プレイヤーの安全と後身育成の為、生前ゼロが言い遺していたとのことらしい。俺はそんなこと一言も言っていない。

「はあ…その金、返してくれるんだろうなあ」

「すまんな、零。全部使ってしまった。ははは」

おいおい、日本トッププレイヤーの貯金額を25年で使い果たしただと?そう簡単に使える額ではなかったはずだが。
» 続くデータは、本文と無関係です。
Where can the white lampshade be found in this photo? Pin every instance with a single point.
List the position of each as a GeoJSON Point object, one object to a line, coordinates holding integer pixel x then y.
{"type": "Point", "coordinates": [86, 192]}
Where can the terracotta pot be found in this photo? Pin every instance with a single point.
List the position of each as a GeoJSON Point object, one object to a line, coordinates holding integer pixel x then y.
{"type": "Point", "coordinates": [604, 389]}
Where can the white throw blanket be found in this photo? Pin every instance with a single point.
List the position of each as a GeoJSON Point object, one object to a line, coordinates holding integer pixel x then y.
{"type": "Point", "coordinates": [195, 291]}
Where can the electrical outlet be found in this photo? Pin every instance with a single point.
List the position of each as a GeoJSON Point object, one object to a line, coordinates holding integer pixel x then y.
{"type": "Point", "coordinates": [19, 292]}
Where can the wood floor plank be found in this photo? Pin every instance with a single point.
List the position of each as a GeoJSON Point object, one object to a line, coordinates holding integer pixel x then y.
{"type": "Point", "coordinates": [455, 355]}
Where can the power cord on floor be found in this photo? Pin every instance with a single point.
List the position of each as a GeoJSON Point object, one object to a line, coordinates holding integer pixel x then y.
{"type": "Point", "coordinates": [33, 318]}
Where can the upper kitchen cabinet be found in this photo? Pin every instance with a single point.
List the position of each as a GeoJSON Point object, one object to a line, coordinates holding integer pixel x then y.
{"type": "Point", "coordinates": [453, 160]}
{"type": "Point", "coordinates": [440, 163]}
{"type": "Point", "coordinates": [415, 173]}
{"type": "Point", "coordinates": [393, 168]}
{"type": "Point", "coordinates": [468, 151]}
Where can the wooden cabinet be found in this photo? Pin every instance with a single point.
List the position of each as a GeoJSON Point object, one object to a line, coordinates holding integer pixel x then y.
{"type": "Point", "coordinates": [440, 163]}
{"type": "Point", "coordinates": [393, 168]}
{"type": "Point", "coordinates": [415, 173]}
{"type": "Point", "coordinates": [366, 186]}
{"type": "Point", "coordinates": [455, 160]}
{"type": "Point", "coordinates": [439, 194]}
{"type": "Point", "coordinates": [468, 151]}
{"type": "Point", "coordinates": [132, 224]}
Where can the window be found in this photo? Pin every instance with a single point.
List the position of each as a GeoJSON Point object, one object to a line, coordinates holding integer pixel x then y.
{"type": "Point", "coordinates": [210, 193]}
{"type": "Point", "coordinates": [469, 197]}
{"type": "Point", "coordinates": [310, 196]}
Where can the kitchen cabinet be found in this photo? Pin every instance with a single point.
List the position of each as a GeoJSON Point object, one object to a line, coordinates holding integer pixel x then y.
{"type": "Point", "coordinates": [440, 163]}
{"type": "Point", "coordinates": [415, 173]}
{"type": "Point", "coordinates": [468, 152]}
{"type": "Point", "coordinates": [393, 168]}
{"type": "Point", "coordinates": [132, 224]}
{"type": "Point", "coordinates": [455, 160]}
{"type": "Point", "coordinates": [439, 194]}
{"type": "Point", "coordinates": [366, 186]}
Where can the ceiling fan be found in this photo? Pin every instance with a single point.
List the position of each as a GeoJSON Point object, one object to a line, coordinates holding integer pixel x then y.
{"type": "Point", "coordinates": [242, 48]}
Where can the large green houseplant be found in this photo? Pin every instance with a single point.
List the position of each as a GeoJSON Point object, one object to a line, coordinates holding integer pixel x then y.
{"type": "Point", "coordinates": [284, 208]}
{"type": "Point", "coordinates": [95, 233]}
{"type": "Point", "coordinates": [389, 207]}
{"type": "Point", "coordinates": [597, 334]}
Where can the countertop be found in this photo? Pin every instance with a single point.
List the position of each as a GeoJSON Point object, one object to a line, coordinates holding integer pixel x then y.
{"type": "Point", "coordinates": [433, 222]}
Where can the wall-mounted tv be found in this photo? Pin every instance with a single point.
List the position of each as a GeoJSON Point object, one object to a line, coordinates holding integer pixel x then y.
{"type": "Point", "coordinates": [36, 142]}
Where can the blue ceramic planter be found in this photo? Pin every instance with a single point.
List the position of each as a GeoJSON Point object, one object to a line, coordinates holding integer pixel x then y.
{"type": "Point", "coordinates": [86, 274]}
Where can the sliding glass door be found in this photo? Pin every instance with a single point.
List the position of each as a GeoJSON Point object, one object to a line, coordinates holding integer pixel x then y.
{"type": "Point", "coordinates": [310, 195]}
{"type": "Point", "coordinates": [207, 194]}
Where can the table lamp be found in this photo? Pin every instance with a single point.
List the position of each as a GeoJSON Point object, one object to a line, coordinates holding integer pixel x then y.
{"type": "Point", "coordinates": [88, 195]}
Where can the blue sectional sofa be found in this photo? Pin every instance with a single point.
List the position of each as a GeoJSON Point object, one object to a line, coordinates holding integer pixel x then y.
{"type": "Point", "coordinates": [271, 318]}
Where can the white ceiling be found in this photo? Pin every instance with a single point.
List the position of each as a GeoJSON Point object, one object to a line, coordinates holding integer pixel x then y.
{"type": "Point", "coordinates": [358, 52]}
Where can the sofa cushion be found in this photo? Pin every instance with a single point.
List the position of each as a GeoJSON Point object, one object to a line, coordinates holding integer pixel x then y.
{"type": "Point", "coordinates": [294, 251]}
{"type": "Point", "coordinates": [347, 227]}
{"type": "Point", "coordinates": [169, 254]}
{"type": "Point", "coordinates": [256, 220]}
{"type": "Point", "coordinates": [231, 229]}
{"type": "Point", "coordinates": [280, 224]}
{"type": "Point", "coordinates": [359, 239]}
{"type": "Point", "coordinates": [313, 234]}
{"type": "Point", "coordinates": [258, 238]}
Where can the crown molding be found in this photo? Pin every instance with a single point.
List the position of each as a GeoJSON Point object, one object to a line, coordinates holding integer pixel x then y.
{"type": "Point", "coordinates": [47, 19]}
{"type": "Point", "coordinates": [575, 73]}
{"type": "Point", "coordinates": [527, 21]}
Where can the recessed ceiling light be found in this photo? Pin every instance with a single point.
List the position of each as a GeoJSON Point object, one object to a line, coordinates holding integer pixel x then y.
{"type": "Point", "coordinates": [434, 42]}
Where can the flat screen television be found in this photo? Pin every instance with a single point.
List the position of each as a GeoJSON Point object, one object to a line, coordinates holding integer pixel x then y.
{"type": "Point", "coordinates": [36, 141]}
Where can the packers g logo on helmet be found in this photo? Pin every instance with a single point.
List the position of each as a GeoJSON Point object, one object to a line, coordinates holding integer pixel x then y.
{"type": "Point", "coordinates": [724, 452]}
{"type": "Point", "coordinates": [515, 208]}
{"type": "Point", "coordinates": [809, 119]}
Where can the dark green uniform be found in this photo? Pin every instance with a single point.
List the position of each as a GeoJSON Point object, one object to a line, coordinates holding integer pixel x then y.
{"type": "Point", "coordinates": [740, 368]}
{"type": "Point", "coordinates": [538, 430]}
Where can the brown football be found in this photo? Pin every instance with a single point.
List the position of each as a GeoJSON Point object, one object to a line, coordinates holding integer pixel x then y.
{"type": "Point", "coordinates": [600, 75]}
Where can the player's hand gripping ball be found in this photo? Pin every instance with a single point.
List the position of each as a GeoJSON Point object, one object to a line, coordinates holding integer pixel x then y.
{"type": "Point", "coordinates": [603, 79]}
「すまん、すまん。うちは肩身が狭くてなあ。安心してくれ、零。お前がまたプレイヤーに復帰したら稼がせてやるよ」

「俺は二度とプレイヤーなんぞやらん」

「そういうな、零。昔よりもプレイヤーは安全だし、稼げる。特に名前が売れてる奴ほど稼げるようになっている。協会所属のプレイヤーは初心者がほとんどで…残念ながら常に赤字で…お前がいないと俺たちはもう…」

「……俺が凍結解除してなかったらどうするつもりだったんだよ」

秀の疲れた顔を見てはこれ以上追及することはできなかった。まあ、あとで〆させてもらおう。

人物紹介

千賀零せんが れい

アイドルのノノハちゃんに貢ぐため、プレイヤーになった。幼馴染がプレイヤー協会で働いていたこともあり、プレイヤー協会所属として活躍。プレイヤーに登録したのは16歳の頃。凍結したのは21歳。現在は戸籍的には46歳。週刊漫画、月刊漫画、軒並み有名どころは追っている。